Articling at the end of the tracks

Articling at the end of the tracks
Lydia Lehoux shovels snow outside Keewaytinok Native Legal Services in Moosonee after a heavy snowfall — a regular event during her articling term. Photo: Paul Lantz
I thought I was well-prepared for life in Northern Ontario since I had an internship in Iqaluit in my last year of law school. Boy, was I in for a surprise!

I was shocked to find out that just to get to Moosonee, Ont., I had to drive to Cochrane, Ont., and then put myself and my car onto the aptly named Polar Bear Express. Moosonee is 19 kilometres from James Bay and accessible only by air or rail (where the track ends).

When the train first pulled into Moosonee in June 2012, I was warmly greeted by my articling principal who gave me a tour of the town. I was surprised there was absolutely no asphalt. There is a miniscule downtown (a.k.a. uptown depending on who you speak to) where the majority of the businesses are located, including the Northern. As a “southerner,” I was mesmerized you could buy bread, a four-wheeler, and do your banking all at the Northern.

I articled with Keewaytinok Native Legal Services with executive director Paul Lantz as my principal. The experience was nothing short of life changing.

As a young First Nations woman, I knew I wanted to give back to my community through my legal career and KNLS was a great starting point. At first, I shadowed Lantz and staff lawyer Kathryn Hookimawillene, but I was soon given independence over files.

I was given a wide variety of work including the Criminal Injuries Compensation Board, Landlord and Tenant Board, Social Benefits Tribunal, and wills and estates. I was lucky to work in an incredibly collegial, supportive, and down-to-earth environment. This made dealing with difficult files so much easier.

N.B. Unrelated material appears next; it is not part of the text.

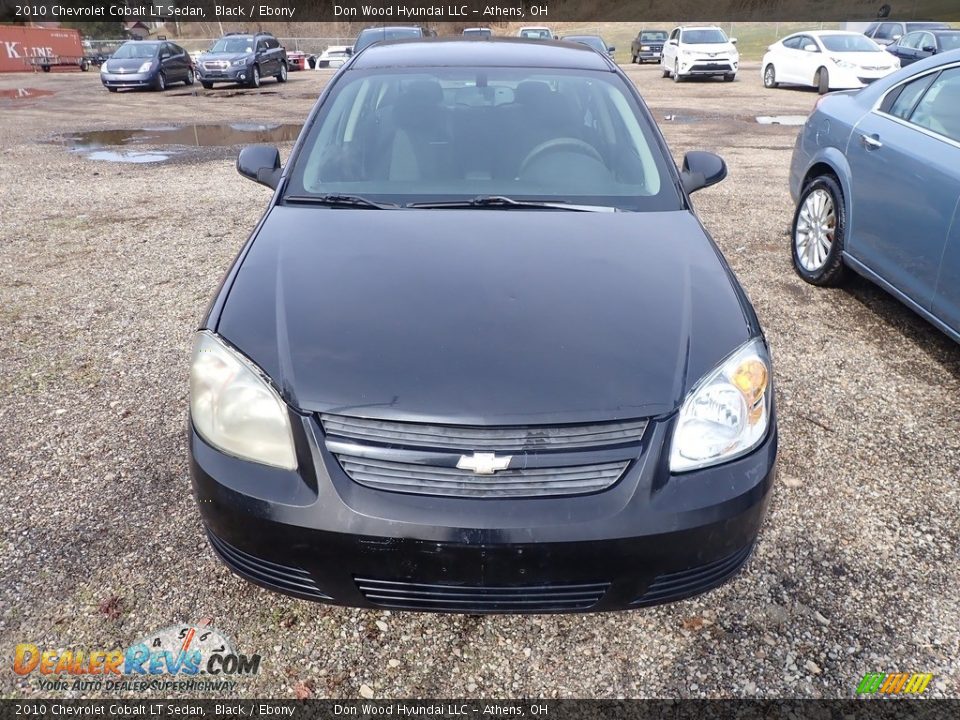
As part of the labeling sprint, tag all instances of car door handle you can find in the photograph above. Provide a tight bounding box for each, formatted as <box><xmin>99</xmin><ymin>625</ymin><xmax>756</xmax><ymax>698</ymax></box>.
<box><xmin>860</xmin><ymin>133</ymin><xmax>883</xmax><ymax>150</ymax></box>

Although I have spent a considerable part of my academic career focusing on aboriginal issues, seeing the real impact of long-standing socioeconomic issues facing the First Nations communities of James Bay was incredibly hard for me. I did a lot of work on CICB files and worked directly with mainly First Nations victims — a very eye-opening and tough experience. Sometimes those files took their emotional toll on me; once or twice I sat down for a good cry by the riverbank.

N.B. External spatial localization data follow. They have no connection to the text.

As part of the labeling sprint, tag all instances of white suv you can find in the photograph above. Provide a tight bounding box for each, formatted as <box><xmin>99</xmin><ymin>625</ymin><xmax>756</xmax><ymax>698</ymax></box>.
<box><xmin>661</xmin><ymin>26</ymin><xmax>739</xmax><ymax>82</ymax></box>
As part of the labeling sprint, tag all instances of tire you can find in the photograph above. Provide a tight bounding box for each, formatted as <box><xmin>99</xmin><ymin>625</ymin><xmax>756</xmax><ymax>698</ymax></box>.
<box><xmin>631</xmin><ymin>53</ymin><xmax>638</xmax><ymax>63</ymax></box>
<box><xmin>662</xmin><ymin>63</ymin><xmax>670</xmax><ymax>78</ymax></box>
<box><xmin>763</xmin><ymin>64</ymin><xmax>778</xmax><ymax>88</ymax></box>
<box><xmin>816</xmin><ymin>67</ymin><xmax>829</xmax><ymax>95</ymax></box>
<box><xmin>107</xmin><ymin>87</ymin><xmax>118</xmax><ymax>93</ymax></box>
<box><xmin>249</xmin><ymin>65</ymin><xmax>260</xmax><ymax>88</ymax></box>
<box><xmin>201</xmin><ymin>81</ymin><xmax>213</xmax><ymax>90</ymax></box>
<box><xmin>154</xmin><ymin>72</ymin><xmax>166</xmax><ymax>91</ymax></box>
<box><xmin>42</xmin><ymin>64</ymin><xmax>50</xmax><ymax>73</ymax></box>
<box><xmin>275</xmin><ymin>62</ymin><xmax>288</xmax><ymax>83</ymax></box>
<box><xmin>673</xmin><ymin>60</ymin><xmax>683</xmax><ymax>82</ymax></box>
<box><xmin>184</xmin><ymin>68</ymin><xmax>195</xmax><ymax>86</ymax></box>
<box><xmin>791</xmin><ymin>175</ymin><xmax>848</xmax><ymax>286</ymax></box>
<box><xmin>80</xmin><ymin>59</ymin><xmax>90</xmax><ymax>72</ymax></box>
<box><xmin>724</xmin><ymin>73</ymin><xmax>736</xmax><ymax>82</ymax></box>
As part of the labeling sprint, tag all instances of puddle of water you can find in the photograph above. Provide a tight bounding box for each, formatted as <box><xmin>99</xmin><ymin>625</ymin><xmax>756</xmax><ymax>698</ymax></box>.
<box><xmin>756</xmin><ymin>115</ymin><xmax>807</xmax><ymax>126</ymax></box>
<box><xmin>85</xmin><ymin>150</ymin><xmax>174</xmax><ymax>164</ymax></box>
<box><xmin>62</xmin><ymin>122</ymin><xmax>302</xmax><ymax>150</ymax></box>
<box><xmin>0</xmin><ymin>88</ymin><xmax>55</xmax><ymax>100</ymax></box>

Life in Moosonee was a little lonely in the beginning as it was hard to meet young people. I noticed the mainly Cree population of Moosonee was more reserved than I was used to coming from a French-Canadian and Mi’qmag background.

After a few weeks, I was incredibly lucky to meet the wonderful receptionist who graciously invited me to a community dance. This turned out to be the best social invitation ever. A community dance is the pinnacle of Moosonee nightlife and everyone in the community attends these events. This is where I met a great group of young Cree women who helped make Moosonee a much livelier and less lonely place.

KNLS has a satellite office on the island of Moose Factory, Ont., home of the Moose Cree, located just across the Moose River from Moosonee. There is no bridge connecting Moosonee and Moose Factory so the locals have come up with an efficient, informal transportation system to conquer the divide. Depending on the season, you can take a taxi-boat, Ski-Doo taxi, car, or helicopter to the island. I always felt a bit terrified but also excited about the adventure of going over to Moose Factory.

Although KNLS doesn’t practise family and criminal law, I became more familiar with both of these areas by attending court in Moosonee, which is held once a month and mainly serviced by the Timmins, Ont., bar. All of the lawyers and judges were very encouraging of my presence and allowed me to observe many aspects of the circuit court, including settlement conferences and client interaction. Going to court soon became my favourite time of the month!

Articling in Moosonee really was a once-in-a-lifetime experience. From travelling to work by helicopter, taking an impromptu trip to Attawapiskat First Nation on the ice road with a friend, fishing with a co-worker and her family, or hanging out on sandbars in the middle of the river on a sunny afternoon, I wouldn’t change a thing about my experience there.

This summer, I joined Evans Bragagnolo & Sullivan LLP, a firm in Timmins, as an associate. I’m happy I’m able to continue to serve Moosonee and other Cree communities on the James Bay coast because really, the best thing about this experience was working with the people of Moosonee.

Lydia Lehoux was awarded a Connecting Articling Fellowship, funded by the Law Foundation of Ontario (, for her articling term at Keewaytinok Native Legal Services.